Labour experts are concerned about the high rate of informal employment in the country, which may result in significant tax revenue losses for the government.
Reacting to the National Bureau of Statistics report that stated that 92.6 per cent of individuals employed in Nigeria were involved in informal work in the first quarter of 2023, the labour experts called on the government to formulate policies to migrate more Nigerians to formal employment.
The National Assistant General Secretary of Nigeria Labour Congress, Chris Onyeka, told The PUNCH that having informal employment in the country as high as 92 per cent was an indictment on the government.
He said, “We have been talking about formalisation of the informal sector as part of deliberate policies. That is why we have things like organising the informal sector into unions and extending special investment programmes to the informal sector so as to bring them into the tax bracket. It will also bring them into issues like pension, that is why we talk about micro pension and also deliberate on some of those issues that should penetrate all the sectors of the economy.”
According to him, if NBS is saying 92 per cent is employed in the informal sector, it means that only eight per cent have formal employment.
“It means that the formal sector does not exist in Nigeria. It is what it means from the figures in the NBS report,” he noted.
Onyeka added that there was a need for the NBS to improve public perception of its data because “if people do not believe the data, they are releasing to Nigerians, it becomes useless”. “They should ensure due diligence in the figures they are dishing out to ensure that it conforms to the present reality,” he remarked.
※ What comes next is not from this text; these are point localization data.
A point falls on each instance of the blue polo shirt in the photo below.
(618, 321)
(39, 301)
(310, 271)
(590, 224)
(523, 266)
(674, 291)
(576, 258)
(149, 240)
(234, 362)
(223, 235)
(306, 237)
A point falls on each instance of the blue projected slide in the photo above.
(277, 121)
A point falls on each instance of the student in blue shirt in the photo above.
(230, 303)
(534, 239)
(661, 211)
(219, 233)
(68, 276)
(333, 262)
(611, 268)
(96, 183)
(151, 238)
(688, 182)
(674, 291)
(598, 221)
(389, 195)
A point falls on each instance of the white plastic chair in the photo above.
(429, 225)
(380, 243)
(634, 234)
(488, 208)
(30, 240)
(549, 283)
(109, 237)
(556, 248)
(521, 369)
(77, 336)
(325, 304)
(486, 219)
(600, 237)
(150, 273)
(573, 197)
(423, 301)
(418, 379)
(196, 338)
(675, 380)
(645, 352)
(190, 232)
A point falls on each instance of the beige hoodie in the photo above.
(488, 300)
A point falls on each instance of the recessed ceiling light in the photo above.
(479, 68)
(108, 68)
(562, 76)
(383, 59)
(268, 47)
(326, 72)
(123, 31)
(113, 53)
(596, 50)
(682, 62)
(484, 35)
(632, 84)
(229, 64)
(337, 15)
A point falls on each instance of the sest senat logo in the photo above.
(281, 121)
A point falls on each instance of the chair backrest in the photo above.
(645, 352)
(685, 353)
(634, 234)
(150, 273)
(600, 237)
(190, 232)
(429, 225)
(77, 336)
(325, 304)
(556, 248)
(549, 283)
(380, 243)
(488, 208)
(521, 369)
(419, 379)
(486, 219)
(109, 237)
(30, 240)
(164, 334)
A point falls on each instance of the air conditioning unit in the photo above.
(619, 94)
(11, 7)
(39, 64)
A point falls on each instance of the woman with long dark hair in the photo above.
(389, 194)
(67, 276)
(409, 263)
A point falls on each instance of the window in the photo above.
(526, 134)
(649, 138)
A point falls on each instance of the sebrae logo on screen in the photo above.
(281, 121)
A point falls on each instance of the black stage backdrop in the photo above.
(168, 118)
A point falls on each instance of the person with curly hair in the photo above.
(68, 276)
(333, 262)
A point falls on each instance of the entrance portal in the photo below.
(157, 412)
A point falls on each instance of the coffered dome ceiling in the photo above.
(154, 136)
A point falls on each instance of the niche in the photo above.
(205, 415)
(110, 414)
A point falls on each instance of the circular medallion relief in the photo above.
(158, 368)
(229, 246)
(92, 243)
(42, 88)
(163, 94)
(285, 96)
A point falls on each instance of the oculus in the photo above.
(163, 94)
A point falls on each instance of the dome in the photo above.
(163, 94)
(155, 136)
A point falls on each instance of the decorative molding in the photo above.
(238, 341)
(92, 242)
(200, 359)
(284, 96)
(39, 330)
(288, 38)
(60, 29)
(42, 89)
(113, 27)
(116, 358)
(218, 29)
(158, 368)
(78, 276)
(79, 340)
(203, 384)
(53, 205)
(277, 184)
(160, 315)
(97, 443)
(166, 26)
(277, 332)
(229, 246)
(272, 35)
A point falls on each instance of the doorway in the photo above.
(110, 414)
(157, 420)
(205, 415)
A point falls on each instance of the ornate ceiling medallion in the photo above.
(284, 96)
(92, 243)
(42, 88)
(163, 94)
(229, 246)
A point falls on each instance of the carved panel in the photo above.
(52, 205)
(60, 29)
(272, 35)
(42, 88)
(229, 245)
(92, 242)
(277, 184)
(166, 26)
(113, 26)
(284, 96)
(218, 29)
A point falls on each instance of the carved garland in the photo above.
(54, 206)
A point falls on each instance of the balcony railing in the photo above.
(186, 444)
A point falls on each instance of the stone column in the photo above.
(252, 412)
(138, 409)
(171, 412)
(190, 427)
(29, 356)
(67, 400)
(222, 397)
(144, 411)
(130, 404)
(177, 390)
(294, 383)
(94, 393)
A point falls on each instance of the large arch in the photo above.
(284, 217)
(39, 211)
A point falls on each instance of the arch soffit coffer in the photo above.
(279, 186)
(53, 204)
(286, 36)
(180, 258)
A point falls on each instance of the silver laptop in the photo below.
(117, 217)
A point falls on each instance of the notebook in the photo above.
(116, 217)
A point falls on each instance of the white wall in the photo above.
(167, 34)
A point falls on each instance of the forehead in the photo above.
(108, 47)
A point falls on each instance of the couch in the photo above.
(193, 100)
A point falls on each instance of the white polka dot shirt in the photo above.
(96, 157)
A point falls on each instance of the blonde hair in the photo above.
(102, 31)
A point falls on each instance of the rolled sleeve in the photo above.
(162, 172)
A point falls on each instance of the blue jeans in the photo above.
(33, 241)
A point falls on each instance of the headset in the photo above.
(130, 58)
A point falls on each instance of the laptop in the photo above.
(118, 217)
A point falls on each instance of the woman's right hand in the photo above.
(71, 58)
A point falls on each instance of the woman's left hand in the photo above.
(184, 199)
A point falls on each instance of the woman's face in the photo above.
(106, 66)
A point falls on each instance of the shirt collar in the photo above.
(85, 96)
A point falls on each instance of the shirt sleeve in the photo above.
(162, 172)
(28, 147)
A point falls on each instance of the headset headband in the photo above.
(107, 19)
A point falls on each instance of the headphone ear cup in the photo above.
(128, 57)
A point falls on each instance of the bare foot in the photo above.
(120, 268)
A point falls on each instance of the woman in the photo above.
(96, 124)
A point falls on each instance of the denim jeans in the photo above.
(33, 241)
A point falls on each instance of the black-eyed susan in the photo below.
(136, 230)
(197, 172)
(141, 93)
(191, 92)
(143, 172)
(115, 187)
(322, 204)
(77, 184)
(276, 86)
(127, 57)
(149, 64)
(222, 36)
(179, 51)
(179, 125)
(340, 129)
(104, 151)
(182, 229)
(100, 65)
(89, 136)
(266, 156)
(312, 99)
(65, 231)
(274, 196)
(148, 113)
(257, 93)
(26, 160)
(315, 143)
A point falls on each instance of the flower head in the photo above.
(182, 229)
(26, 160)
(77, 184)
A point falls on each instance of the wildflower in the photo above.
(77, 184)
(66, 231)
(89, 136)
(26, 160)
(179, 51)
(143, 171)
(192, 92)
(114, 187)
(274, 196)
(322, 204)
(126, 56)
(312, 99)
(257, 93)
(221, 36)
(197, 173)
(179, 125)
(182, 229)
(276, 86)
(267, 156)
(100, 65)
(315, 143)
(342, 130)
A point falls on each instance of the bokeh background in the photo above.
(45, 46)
Also, in an exclusive interview with The PUNCH, the General Secretary of the Federation of Informal Workers of Nigeria, Mr Gbenga Komolafe, said, the NBS assessment was correct as the country had been relying on the World Bank estimate that put Nigeria’s informal employment rate at 80-82 per cent.
“We have not really had any authoritative measurement of the share of informal work to the employment market generally on labour market,” he stated.
According to him, Lagos State, the country’s most industrialised and most commercial metropolis, is also estimated to have 75 per cent informality.
“So, if Lagos State is 75 per cent informal, we can imagine the percentage in Osun, Sokoto or Ekiti State, where there is no serious organised private sector,” he reasoned.
However, Komolafe urged the NBS to give a breakdown of the parameters and factors which it used to define unemployment in the country.
NBS, in a report titled “Nigeria Labour Force Survey”, indicated that 92.6 per cent of individuals employed in Nigeria were involved in informal work, including agriculture.
The report further stated that 89.4 per cent of employed individuals were engaged in informal employment when excluding agriculture.
It stated that Nigeria’s unemployment rate was 5.3 per cent during Q4 2022, declining to 4.1 per cent in Q1 2023.
The statistics agency had put the country’s unemployment rate at 33.3 per cent in 2020.
It explained that the country’s unemployment rate lowered to 4.1 per cent due to a re-evaluation of the methodology it employed.